All numbers come from one fixed, validated harness with enable_thinking=False and deterministic (greedy) decoding. The harness is calibrated against v1's published result: it reproduces duvo-eye-1's ScreenSpot-Pro 72.9 exactly (72.99% on the full 1,581 samples), so the v1 → v1.5 deltas below are a trustworthy, apples-to-apples A/B. Figures are as of 2026-06.

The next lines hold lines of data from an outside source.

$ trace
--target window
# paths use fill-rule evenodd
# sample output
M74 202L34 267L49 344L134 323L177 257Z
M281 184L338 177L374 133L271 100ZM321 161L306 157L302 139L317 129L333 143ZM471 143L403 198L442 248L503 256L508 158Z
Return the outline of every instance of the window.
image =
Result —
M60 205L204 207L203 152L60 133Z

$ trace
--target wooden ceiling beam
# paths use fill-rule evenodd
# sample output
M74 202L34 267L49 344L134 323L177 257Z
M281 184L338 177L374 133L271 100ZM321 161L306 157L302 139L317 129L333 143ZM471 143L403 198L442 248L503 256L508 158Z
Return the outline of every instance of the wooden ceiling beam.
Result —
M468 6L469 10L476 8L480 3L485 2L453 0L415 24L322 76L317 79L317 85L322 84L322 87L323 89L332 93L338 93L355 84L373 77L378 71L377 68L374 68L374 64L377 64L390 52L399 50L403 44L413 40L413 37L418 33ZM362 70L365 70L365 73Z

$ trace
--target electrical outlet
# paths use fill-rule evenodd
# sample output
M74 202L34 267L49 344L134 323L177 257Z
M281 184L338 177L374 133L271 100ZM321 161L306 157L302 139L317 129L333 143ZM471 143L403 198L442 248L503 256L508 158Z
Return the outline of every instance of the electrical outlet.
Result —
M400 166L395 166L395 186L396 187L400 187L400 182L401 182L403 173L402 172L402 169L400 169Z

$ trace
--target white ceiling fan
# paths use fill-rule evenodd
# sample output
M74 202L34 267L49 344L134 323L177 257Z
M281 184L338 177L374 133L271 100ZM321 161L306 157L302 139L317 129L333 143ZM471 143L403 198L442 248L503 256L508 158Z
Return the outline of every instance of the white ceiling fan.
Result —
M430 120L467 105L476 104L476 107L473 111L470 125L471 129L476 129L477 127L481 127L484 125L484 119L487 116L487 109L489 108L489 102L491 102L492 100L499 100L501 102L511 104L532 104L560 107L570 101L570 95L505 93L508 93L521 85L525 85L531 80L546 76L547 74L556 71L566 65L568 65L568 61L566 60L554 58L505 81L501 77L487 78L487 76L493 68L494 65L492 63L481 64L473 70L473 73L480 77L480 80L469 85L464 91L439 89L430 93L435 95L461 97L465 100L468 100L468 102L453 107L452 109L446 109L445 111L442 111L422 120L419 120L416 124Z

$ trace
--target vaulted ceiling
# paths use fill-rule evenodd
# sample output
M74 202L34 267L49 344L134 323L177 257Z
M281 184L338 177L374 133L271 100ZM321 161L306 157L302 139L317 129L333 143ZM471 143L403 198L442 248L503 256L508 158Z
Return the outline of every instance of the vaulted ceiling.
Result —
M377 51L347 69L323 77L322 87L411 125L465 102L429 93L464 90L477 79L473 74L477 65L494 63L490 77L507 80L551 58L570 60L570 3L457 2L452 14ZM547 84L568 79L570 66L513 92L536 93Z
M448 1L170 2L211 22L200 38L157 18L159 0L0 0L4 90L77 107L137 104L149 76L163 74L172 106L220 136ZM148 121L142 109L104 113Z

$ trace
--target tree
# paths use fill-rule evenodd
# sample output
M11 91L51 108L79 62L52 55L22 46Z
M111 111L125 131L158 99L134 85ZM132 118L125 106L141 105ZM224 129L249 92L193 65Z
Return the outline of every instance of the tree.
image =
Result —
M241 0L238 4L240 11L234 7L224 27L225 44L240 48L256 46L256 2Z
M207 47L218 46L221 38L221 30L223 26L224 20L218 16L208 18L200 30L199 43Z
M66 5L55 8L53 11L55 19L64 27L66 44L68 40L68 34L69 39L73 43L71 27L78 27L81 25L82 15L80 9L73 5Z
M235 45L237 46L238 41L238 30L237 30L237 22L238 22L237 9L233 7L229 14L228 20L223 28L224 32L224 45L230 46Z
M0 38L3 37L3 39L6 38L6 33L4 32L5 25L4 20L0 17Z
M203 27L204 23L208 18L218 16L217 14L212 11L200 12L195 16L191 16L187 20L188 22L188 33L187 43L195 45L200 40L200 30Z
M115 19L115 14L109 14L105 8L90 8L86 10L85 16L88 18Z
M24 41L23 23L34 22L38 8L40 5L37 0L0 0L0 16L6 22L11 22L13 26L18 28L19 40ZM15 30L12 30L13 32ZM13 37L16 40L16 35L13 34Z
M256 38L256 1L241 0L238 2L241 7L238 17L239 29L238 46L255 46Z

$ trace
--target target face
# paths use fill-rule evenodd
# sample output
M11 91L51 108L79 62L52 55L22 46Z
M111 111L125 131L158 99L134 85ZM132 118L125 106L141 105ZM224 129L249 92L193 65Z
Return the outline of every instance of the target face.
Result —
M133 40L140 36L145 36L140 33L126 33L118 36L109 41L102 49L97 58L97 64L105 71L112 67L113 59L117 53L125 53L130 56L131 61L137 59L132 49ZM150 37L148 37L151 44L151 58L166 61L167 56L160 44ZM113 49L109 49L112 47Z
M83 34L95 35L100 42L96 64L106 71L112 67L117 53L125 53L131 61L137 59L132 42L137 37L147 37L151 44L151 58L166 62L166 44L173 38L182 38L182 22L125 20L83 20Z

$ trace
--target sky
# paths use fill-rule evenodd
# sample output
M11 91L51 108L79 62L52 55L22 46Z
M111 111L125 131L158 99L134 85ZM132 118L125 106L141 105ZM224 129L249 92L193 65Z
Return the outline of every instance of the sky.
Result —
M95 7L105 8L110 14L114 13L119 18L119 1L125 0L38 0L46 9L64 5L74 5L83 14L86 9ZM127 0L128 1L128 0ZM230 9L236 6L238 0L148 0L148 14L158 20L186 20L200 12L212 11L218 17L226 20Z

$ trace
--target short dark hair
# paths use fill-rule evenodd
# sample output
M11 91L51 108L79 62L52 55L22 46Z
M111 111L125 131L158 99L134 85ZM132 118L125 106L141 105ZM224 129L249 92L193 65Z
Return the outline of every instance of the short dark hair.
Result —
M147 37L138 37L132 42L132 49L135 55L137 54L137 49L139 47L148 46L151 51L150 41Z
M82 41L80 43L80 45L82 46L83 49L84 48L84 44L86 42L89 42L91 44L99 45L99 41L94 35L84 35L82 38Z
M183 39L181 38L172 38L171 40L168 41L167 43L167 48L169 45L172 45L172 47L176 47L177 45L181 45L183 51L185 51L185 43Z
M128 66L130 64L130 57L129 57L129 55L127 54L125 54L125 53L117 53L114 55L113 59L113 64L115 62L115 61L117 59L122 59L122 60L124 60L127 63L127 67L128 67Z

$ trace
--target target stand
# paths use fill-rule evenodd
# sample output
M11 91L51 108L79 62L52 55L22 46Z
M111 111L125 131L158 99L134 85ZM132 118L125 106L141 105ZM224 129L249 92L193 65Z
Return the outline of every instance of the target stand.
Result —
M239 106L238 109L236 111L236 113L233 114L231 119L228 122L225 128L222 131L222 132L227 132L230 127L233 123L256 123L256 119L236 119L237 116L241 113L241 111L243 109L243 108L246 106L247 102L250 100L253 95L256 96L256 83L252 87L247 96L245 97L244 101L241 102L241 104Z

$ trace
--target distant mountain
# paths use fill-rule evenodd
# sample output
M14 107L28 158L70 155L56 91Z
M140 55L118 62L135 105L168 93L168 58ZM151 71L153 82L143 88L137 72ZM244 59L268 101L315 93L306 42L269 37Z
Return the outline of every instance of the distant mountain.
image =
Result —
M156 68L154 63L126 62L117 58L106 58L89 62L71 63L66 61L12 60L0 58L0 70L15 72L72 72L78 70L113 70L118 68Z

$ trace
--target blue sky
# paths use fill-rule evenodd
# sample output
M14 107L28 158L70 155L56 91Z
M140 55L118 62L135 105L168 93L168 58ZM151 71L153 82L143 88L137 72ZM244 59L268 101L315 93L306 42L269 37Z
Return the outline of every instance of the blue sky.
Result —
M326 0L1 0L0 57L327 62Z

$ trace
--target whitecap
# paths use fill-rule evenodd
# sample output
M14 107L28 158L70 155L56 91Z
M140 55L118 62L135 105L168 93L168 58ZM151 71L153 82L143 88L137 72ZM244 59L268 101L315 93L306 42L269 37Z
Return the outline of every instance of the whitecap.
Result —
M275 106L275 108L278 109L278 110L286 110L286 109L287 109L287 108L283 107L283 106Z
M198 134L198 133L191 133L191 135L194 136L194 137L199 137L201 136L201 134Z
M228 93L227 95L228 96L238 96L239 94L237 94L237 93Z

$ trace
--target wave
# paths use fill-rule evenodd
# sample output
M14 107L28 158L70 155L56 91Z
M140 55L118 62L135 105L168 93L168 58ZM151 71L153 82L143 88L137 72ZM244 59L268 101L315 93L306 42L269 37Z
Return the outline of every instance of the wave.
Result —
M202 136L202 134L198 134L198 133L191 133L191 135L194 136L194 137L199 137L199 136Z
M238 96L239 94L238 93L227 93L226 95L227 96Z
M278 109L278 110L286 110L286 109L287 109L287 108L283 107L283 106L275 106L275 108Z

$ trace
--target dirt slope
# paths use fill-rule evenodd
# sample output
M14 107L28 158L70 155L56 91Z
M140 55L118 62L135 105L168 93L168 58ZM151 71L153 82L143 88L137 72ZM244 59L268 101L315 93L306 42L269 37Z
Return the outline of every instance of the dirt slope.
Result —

Benchmark	duvo-eye-1 (v1)	duvo-eye-1.5	Δ
ScreenSpot-Pro (1,581)	72.99%	73.31%	+0.32 pp
OSWorld-G (510)	80.2%	80.78%	+0.58 pp
UI-I2E-Bench (1,477)	84.2%	84.90%	+0.70 pp

Parse failures were 0% on every board for both models. The v1 column is v1 re-measured under this same harness (the A/B reference); for OSWorld-G that re-measurement (80.2) runs a couple of points above v1's separately-published 78.0/510 due to harness settings — what is comparable here is the within-harness Δ, not the cross-harness absolute.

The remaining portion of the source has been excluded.